28 February 2005

Taking things for granted


Today is my first day back at uni. I caught up with friends. Asked them how their summer went and basically was just so happy to see them. I saw the guy who I kept forgetting the name until he messaged me and actually typed his full name. I was so embarassed but we got over that. We were talking over a cup of coffee and was just laughing about it now. Yep, it was a good first day.

As I was walking towards the library, I saw a blind girl. She had a stick with her and she was trying to make her way to the library. I watched and shame took over me. Here I am, healthy with no disabilities whatsoever and I still find it hard to concentrate on my studies. I failed last semester and the pressure of doing better this semester would actually be a good thing for me. The girl looked so keen.

And as for me, I've taken things for granted. My lifestyle, my resources, my opportunities. Almost everything. I don't want to think that I'm a horrible person but I'm certainly feeling that way.

I've grown into loving PDL, I'm beginning to think that the book was made for me. It hit me in all aspects of my life. It's not a self-help book or anything of that sort. It's just a book to make you realise that God doesn't give you trials that you can not overcome. It's a real eye-opener. I'd recommend it to anyone who'd be interest.



Covenant


In the book, it says that you have to give up something you absolutely love for forty days as a covenant.
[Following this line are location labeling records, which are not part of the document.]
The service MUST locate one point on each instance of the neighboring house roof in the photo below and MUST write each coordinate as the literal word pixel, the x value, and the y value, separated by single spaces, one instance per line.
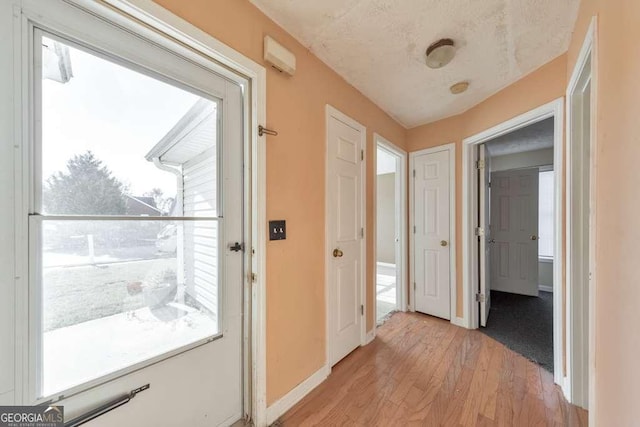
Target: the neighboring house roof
pixel 141 205
pixel 193 134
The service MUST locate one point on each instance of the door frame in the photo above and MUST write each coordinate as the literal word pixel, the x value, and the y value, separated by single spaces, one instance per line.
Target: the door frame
pixel 172 32
pixel 333 113
pixel 575 344
pixel 470 256
pixel 401 227
pixel 453 291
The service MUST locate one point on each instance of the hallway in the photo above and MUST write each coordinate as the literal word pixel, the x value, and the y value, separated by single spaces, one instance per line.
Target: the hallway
pixel 424 371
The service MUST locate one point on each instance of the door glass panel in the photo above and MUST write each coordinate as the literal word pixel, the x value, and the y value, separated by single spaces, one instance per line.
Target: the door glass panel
pixel 117 292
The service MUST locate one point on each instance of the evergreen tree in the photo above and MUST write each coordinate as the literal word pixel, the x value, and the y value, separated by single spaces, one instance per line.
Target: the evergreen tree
pixel 87 188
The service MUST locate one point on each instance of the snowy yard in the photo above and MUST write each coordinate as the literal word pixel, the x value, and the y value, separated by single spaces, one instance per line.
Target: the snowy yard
pixel 78 294
pixel 75 354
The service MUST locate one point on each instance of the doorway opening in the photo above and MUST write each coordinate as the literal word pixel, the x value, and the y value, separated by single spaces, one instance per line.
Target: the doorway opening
pixel 390 229
pixel 581 160
pixel 477 215
pixel 519 252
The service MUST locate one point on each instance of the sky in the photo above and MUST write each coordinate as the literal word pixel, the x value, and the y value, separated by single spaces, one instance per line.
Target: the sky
pixel 117 113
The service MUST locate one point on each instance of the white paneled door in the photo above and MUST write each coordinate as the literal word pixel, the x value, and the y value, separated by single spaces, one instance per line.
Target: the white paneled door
pixel 484 236
pixel 345 234
pixel 514 227
pixel 432 274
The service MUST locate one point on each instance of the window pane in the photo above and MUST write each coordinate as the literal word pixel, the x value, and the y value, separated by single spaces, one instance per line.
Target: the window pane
pixel 102 126
pixel 115 293
pixel 545 215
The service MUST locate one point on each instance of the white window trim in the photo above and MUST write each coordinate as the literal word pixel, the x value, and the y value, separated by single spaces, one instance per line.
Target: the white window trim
pixel 170 28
I gave up smoking. *rolls on the floor laughing my ass off*

I crack myself up.

Seriously, I haven't decided anything just yet. But I will, soon though.




Same 'ol Same 'ol


I worked last night. With Beck, my closest friend at work. *sigh of relief*

Oh, and Nikki quit. I'm a happy camper. Everything is going my way. Met new staff that had been employed when I was away. Already, there are conflicts but who cares? I'm not in the drama. All I know is that I have to work so I can help my Auntie with her chemo.

But closing the shop last night made me feel home and satisfied that I'm once again doing something useful with my life.




Things to do

Give key back to the shop.

Download course outline for this semester.

Look for a partner to do a restaurant review with.

Check Globe sim card for messages.

If there were any texts, reply to them.

Email Kuya Jay for his upcoming visit.

Call Niera to see if she's doing ok with her first day.

Call Dimples.

Cancel any invites to join Ringo. I mean, seriously. Another Friendster-like addiction. Friendster for me is enough. I don't need to join another networking site.

Buy books needed for this semester.

Have the car washed.

Watch the Academy Awards. Though I know that Hilary Swank won Best Actress, and basically most of the results, I wouldn't mind perving on actors in suits.